Полдень. В селе, наверное, трезвонят колокола, если там еще не отказались от этой доброй старой традиции. Но нет, никакого колокольного звона не слышно ни из Модороша, ни из Кешерюкута, ни из Домахазы. Колокола молчат. И хотя все звонари давным-давно привыкли к высоте своей колокольни, в такое время, когда кругом посвистывают пули и рвутся бомбы, они почему-то с большей охотой отсиживаются в убежище, предпочитая его колокольне.

Не могу сказать, что нам было приятно не слышать обычного колокольного звона в полдень, но без него еще можно было жить, а вот обеда нам действительно недоставало.

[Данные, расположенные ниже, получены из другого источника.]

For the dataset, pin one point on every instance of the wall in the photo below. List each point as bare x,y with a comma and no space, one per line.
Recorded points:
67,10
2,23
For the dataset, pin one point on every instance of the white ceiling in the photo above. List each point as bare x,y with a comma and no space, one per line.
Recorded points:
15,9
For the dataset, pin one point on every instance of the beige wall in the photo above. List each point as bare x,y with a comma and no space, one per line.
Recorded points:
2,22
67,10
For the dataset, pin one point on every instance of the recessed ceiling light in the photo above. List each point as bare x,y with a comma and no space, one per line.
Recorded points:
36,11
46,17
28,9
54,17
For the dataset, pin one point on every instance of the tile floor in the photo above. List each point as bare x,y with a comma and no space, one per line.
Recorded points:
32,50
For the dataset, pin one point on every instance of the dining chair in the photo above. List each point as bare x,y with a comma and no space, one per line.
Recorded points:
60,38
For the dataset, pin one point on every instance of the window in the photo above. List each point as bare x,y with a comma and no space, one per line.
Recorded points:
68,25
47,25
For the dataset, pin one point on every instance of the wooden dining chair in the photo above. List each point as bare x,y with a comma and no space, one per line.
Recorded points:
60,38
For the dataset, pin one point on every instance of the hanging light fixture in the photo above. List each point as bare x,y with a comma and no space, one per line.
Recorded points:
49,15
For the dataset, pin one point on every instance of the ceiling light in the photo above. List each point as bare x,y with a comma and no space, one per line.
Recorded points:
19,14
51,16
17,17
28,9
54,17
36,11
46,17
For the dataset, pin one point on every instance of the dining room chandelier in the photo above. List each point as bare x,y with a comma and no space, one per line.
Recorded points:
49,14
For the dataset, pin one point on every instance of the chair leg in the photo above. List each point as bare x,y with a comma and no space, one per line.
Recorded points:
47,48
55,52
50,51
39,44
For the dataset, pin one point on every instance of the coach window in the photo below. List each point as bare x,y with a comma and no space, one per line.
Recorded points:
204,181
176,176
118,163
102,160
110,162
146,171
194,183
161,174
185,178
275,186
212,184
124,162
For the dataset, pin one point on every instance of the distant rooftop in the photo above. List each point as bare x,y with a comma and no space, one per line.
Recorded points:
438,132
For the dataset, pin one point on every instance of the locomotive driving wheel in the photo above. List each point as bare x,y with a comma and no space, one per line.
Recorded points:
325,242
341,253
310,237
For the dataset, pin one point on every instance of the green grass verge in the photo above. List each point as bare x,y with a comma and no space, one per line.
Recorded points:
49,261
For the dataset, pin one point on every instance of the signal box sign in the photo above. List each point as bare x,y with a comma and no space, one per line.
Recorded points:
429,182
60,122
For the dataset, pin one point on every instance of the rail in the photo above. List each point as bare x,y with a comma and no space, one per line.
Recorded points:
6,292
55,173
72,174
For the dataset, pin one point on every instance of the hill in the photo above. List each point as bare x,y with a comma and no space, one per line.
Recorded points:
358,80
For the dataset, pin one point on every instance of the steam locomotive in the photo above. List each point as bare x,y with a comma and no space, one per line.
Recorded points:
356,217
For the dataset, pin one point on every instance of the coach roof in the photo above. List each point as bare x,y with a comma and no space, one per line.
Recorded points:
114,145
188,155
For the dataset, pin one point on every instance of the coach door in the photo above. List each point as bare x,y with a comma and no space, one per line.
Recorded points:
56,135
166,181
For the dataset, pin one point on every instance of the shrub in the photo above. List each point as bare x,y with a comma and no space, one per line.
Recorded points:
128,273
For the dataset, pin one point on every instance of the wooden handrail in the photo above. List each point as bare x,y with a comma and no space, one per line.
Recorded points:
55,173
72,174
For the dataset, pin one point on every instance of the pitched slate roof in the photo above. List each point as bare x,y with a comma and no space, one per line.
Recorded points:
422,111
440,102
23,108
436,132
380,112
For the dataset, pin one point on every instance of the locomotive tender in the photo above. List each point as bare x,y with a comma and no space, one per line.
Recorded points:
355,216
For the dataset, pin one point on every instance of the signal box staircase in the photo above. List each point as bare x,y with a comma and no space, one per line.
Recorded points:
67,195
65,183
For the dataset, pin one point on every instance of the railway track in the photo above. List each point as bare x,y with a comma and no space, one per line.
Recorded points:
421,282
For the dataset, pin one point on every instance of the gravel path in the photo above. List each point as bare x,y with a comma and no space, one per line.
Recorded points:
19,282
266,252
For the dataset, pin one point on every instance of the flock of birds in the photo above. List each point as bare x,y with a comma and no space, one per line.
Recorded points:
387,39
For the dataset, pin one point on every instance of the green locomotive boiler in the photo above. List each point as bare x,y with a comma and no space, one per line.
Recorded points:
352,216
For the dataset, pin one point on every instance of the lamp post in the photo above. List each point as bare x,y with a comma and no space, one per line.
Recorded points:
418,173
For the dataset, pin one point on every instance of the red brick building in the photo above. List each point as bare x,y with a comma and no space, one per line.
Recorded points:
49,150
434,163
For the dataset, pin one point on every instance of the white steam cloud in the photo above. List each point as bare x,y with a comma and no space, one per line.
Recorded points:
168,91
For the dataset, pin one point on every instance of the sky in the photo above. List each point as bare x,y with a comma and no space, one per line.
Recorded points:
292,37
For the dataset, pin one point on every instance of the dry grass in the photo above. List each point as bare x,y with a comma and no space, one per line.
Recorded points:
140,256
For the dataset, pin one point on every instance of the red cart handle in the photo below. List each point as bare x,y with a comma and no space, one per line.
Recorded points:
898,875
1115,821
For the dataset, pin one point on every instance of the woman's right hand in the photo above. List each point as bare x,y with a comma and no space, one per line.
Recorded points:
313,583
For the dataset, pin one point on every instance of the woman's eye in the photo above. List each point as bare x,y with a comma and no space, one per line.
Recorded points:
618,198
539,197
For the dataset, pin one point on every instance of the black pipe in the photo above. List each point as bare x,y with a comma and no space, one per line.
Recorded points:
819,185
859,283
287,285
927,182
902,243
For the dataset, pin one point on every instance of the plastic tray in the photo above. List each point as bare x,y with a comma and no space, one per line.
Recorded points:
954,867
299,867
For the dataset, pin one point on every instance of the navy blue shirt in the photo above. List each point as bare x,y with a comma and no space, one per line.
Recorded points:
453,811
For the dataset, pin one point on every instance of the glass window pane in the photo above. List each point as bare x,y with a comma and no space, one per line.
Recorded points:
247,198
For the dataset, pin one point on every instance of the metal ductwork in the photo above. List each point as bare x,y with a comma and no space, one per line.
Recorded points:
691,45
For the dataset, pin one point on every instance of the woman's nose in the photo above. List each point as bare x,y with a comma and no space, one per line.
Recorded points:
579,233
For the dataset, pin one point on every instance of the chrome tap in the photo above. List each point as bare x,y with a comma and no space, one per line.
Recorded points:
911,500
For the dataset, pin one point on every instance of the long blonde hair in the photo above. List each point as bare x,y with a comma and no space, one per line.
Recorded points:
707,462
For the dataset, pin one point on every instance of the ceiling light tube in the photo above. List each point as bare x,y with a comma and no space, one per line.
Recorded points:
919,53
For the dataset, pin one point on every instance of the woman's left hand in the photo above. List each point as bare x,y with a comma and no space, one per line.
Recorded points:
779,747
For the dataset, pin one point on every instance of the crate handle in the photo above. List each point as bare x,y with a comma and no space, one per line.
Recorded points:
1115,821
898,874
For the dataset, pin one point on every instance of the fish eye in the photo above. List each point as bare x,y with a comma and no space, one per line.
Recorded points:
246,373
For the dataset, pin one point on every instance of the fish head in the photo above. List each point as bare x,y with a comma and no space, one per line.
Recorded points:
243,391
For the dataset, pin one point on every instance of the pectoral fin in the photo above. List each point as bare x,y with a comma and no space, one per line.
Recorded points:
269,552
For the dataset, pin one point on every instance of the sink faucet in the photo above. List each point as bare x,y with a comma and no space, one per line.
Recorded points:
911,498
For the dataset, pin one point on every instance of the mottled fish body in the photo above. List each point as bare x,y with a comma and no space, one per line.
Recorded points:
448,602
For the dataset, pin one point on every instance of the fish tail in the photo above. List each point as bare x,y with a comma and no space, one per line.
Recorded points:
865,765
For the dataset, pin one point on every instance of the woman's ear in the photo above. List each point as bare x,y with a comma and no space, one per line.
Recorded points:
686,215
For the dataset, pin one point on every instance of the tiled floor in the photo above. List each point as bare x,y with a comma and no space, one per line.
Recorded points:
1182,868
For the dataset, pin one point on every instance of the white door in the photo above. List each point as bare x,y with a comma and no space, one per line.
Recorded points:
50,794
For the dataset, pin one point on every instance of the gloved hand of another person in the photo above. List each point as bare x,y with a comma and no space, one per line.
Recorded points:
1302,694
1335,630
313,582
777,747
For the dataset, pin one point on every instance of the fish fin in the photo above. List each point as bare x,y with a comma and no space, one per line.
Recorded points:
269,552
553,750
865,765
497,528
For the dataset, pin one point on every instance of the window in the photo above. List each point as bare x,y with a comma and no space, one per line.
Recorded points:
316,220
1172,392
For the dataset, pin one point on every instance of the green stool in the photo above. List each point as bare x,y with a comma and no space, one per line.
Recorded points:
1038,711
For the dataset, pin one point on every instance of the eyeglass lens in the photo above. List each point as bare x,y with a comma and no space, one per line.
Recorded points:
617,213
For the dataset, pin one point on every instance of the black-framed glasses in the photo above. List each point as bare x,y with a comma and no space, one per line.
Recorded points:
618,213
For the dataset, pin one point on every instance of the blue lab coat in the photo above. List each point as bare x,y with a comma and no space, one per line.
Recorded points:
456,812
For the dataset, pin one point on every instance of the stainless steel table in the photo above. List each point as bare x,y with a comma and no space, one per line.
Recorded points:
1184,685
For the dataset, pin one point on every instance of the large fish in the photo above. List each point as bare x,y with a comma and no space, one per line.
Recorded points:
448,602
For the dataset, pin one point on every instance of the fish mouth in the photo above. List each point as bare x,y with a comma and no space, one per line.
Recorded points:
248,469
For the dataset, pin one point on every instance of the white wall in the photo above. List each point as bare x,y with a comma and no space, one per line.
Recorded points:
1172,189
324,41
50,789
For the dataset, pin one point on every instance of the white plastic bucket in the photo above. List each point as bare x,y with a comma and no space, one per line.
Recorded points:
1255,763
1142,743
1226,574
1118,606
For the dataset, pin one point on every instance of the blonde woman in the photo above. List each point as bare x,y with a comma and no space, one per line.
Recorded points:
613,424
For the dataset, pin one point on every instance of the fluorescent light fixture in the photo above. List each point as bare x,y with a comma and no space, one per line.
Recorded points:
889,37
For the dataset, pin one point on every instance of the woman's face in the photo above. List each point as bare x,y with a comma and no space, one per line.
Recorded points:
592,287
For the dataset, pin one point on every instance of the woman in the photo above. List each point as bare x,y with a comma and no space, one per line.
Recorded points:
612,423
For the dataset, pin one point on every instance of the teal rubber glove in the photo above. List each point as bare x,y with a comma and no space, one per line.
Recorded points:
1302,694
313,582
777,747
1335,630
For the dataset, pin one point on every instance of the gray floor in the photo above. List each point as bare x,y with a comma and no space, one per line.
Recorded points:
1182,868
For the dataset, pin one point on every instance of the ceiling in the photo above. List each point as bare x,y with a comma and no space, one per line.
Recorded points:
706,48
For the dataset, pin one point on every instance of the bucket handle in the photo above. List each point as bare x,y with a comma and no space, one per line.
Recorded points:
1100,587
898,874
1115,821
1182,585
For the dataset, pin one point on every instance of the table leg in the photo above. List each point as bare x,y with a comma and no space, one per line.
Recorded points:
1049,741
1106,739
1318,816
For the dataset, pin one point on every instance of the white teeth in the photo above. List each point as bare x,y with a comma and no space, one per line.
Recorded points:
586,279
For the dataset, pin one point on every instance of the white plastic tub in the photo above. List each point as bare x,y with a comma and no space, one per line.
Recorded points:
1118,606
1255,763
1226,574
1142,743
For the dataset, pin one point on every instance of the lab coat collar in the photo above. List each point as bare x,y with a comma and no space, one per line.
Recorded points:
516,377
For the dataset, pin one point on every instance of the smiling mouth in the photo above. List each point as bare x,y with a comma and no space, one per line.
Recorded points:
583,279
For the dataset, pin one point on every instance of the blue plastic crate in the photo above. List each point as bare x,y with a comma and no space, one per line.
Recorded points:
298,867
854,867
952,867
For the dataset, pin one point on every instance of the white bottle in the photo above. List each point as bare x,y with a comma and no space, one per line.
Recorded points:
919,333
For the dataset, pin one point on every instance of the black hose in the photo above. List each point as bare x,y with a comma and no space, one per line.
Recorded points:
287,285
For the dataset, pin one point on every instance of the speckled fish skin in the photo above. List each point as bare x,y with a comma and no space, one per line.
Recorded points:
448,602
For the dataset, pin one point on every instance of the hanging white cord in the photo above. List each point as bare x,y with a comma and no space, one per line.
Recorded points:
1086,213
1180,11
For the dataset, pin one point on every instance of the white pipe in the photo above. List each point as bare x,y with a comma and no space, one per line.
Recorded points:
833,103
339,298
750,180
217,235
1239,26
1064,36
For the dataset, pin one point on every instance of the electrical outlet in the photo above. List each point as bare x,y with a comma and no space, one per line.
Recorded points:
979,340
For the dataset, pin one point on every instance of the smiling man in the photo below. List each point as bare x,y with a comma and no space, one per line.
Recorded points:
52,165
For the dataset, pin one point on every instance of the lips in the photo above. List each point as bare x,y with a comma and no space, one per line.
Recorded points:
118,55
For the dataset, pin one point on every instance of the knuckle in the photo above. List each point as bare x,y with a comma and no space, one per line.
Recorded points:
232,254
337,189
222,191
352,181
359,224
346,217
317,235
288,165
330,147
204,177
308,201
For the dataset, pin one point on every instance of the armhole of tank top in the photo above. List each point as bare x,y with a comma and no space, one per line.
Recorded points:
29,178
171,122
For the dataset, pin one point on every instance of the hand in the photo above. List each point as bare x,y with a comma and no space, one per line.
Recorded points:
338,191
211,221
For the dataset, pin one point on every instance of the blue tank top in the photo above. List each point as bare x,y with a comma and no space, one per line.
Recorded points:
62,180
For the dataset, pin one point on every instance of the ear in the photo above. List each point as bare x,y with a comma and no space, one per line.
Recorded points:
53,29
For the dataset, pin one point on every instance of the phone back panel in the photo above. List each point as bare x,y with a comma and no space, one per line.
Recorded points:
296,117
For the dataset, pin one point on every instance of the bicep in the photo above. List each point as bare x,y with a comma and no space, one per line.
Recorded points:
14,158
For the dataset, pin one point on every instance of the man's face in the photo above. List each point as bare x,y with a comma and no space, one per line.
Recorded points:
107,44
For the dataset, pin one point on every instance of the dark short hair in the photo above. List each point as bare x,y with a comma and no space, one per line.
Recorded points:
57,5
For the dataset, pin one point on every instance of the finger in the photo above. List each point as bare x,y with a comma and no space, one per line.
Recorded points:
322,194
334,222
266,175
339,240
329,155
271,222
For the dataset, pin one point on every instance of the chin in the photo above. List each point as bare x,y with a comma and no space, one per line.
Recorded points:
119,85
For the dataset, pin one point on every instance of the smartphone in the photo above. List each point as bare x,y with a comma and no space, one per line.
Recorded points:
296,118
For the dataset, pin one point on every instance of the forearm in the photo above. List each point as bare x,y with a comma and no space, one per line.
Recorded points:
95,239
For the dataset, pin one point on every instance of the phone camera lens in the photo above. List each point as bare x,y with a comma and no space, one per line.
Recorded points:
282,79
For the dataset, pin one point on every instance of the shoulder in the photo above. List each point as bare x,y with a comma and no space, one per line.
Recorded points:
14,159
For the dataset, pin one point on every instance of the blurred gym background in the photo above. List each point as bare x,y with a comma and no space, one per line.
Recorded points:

Йошка Козма общипал с куста боярышника все ягоды, но эта пища пришлась ему явно не по вкусу.

— Черт бы побрал этих немцев! — сердился он. — Зря мы тут по лесу бродим, когда они все едут и едут.

Со стороны дороги до нас долетал шум автомобильных моторов и скрип повозок.

Фекете молча пожал плечами. За последний день он весь как-то обмяк, осунулся, от его прежнего хорошего настроения не осталось и следа.


Соблюдая меры предосторожности, мы вышли на опушку леса и залегли в кустарнике.

На повороте дороги показался грузовик. В кузове какие-то бочки, ящики, а на них устроились шестеро: четверо в форме и двое в гражданском. Позади грузовика тянулся длинный ряд подвод вперемежку с мотоциклистами и пешими, которые то и дело оглядывались назад. Замыкала эту колонну противотанковая пушка, привязанная к повозке, в которой на сене спала крепким сном орудийная прислуга.

Сокрушенно покачав головой, Козма пробормотал:

— Печальное зрелище! Ну и сволочи же!.. Если бы у меня была хоть одна ручная граната, готов спорить на что угодно, я бы их сейчас всех разогнал!

— Ну-ну! — замахал на него рукой Бубик. — Вот они дадут сюда очередь, тогда запрыгаешь.

Вдруг послышалось сильное гудение. Из серых туч со стороны Кешерюкута вынырнули два советских истребителя. Они пролетели над нами на небольшой высоте, поливая из пулеметов дорогу.

— Вот это точность! — восхитился Бубик. — Как метко они стреляют!

На шоссе упала лошадь, она силится, но не может подняться. К ней подскочил гитлеровец, он бьет ее ногами, но бедное животное даже шевелиться перестало. Колонна повозок остановилась. Немцы соскочили с козел на томлю, они что-то обсуждают, размахивают руками.

От шума и криков проснулись даже артиллеристы, которые спали в повозке на сене. Они подскочили к пушке, и, вращая различные маховики, задрали ее дуло к небу. Но стрелять уже не в кого.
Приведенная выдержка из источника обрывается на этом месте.